Key Takeaways
- Effective language is key in diversity recruiting.
- Representation means reflecting demographics in participation, leadership, and decision-making.
- Diversity recruiting tools increase representation for underrepresented populations.
- Prioritize underrepresented areas and create inclusive recruiting strategies.
- Diversity can be increased through targeted discussion about expanding representation among particular populations.
This article from Jenn Tardy is about how to improve your diversity recruiting strategy and move the needle forward. To learn more about how to improve your organization's diversity, equity, and inclusion, check out these new guides: Helpful Diversity Recruiting Strategies You Need To Know and Diversity Recruiting Tools to Match Your Organization.

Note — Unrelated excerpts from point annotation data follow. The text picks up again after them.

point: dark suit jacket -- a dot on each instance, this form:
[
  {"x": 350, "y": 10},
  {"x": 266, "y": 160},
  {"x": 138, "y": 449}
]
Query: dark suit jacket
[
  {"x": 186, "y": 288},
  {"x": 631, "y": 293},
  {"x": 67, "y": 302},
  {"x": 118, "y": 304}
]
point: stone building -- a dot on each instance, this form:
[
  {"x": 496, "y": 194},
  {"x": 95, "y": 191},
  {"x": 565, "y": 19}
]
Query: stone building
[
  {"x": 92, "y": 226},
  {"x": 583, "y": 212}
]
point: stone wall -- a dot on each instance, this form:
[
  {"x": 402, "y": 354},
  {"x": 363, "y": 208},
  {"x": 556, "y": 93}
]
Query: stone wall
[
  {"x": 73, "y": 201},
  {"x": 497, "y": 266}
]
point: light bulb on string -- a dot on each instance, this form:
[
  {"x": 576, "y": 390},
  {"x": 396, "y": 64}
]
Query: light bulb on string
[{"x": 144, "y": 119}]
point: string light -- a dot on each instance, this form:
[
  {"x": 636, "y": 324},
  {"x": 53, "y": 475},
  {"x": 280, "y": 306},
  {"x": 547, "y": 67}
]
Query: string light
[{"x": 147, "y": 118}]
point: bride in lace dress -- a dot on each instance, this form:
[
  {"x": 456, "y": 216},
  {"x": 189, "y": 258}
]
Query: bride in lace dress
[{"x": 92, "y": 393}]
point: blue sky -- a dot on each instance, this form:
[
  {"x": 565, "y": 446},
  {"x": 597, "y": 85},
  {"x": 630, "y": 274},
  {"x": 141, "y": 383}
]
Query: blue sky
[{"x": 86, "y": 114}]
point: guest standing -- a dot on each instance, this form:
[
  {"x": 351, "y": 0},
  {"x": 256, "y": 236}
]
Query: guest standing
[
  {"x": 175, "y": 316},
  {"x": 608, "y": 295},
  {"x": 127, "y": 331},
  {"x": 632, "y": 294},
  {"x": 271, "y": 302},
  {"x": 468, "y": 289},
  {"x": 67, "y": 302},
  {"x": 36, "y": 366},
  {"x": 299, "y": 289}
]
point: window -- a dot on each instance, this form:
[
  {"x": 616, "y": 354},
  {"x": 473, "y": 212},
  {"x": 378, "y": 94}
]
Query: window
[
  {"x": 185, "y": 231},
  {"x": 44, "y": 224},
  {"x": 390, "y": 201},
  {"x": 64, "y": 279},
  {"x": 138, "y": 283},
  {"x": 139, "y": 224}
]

In diversity recruiting, there are two things that are important to understand. First, diversity is a noun that means variety. It is not a euphemism to define people who are different from the mainstream, dominant, or cultural norms. Second, diversity cannot inherently be within one person. In other words, Indigenous men, for example, are not inherently diverse. Diversity and the state of being diverse is in context to others. Diversity is between and among individuals only.
Here is the takeaway that I want you to remember. Effective language is important. The language that we use has the power to move us all forward, but it also has the power to leave some of us feeling behind and left out. It is why increasing diversity can feel like such an uphill battle. It is hard to support an initiative that feels like in order for one group to move forward, another group must be left behind.
One of the first things that we can do to create a more effective DEI recruiting program is to begin using more effective language and using diversity in the right context. Once this is in place, the second action that can be taken is to be clear about your DEI recruiting strategy.
Here is what I mean. Two of the biggest challenges we face while working to increase diversity include:
- We teach our recruiters that being diverse is a euphemism for being a woman, person of color, person with a disability, or someone who identifies as LGBTQ+, for example. We teach them that being diverse is being anything other than a cis-gender, able-bodied, heterosexual, white male.
- As leaders, we then tell recruiters to go out and increase diversity—with no strategy or roadmap in place.
When both of these actions happen in the workplace, especially within the tech industry, historically, white women have been the beneficiary of DEI recruiting strategies.
A more effective strategy is to teach all who are on the front lines of increasing diversity (i.e., recruiters, hiring managers, and executive leaders) that diversity includes everyone and that the best approach to increasing diversity includes first understanding representation.
Representation means ensuring that population demographics are appropriately reflected in participation, leadership, decision-making, etc. Ask this question: who is well represented in your workplace and who is not?
I invite you to start by thinking about populations through a historical lens. Historical workplace underrepresentation in the United States looks like women, people of color, veterans, people with disabilities, and the LGBTQ+ populations. Globally, however, historical underrepresentation looks different.
Here are three scenarios that can aid your understanding of the word representation:
- To be well-represented means that the percentage represented of a specific population in your workplace at least matches the availability of the same population in the workforce.
- When the population represented in your workplace is greater than the population available in the workforce, they are overrepresented.
- When the population represented in your workplace is lesser than the population available in the workforce, they are underrepresented.
The goal of truly effective diversity recruiting programs is to increase representation among specific underrepresented populations. In your workplace, among historically underrepresented populations, where are you currently underrepresented? This moves the conversation away from a blanket statement of increasing diversity that could be viewed as anyone but white men—toward a conversation that spotlights present workplace underrepresentation.
With a strategy like this, your recruiters become more laser focused and can begin creating recruiting strategies that include marketing and sourcing in new spaces that are overrepresented for populations where your workplace is underrepresented. In addition, recruiters can now educate themselves on ways in which bias shows up in the hiring process that tends to specifically impact the same populations. There can be measures put in place to mitigate and disrupt the bias.
While you are on the front lines of helping to increase diversity at your organization, I want to challenge you with your very next step. Once you have completed reading this blog post, I want you to learn more about where your workplace has been tripping itself up while trying to meet the initiative to increase diversity. Is it that you are unsure of exactly where your workplace is underrepresented? Is it that your workplace still speaks of diversity recruitment as a blanket statement with no action plan? Or could it be that your workplace still uses the word ‘diverse’ as an adjective that marks and “others” populations? When everyone is on the same page about increasing diversity through a more focused conversation of increasing representation among specific populations, it makes it much easier to move the needle.